動いていく、雲も、花も、大地も、風が通り過ぎていく。
生きている感覚を体の至る所で探った。
感覚は、もうなかった。
汗をびっしょりかいて、今日を生きる。
潤いの夏- Summer of moisture -
2013/07/01
開けたばかりのコーラ、ガラスのコップに注いだ。
小さな気泡が上昇していった、夏が来た。
夏に負けてしまった身体と心を横たわらせる。
近頃は、膝をカクンと立ちくらみばかり。
心の波は激しく打ち寄せたり、引いたりしていく。
わたしはこの夏を過ごす。
六月のひかり-Sunlight of June-
2013/06/27
(ピアノソロ)
黄桃の缶詰のような色をした雲から差し込む光。
横断歩道で待つ人は、たまにそんな光を見据えて、
明日のことや、遠い将来のこと、
家族のこと、恋人のことを、霞んだ心の持ち様にて。想う。
ダ・カーポの朝
2013/06/11
うるさく鳴り響く目覚まし時計を止めた。
目を覚ましたら今日になっていた。
重い体を勢いつけて起こす。
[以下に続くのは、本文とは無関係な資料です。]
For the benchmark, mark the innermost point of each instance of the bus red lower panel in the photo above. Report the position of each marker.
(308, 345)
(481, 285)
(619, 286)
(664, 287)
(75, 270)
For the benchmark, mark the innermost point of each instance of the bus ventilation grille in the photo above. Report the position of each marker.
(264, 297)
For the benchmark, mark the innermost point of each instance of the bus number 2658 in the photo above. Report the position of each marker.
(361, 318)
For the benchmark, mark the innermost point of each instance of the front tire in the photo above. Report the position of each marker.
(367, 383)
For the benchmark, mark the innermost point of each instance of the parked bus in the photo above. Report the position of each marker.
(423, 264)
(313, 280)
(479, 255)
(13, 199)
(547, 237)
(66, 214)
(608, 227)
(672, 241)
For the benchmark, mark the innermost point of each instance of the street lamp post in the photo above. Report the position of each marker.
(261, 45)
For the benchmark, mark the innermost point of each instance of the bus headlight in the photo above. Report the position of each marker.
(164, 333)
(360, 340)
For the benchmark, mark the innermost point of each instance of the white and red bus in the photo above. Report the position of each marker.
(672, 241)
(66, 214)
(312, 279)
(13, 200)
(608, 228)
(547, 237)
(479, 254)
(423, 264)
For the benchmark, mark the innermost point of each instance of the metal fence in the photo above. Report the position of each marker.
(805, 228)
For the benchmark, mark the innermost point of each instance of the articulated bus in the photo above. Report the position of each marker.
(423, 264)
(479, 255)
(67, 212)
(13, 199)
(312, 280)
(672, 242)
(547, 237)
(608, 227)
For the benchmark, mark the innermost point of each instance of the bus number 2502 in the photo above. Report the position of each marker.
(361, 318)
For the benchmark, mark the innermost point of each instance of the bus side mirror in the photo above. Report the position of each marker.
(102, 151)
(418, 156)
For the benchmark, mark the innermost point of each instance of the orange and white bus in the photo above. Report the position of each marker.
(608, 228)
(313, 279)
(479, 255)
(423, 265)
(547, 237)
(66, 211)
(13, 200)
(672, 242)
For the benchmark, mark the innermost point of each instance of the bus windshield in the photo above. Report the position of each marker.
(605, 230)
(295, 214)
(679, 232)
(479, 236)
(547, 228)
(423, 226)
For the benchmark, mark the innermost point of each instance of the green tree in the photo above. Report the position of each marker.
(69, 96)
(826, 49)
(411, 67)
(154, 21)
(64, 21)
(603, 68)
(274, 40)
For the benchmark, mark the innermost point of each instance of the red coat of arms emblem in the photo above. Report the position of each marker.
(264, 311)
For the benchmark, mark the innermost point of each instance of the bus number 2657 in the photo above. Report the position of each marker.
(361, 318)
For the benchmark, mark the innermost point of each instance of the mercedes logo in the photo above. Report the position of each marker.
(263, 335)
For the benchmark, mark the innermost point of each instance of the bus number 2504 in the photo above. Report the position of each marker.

今日も一日が始まる。
重たい体を運んでくれる電車は
わずか10分の時間だけ私と共にする。
うとうと、と瞼を閉じたりして、
リュックサックを抱えながら揺れる。
目の前の座席は日当たりがよく、
避けるようにして座った日陰の席。
がらりと、数えれるだけの人が揺られている。
この前と一緒だ、と思った。
今日もなんてことのない一日が
時間とともに流れて、
今日もなんてことなく終わっていく。
それがつらい。
それがつらくて、またうるさく鳴り響く目覚まし時計を止めた。
目を覚ましたら今日になっていた。
今年の夏、さよなら(7つの調べ)
2013/06/03
全7曲構成。
訪れ
(訪れ)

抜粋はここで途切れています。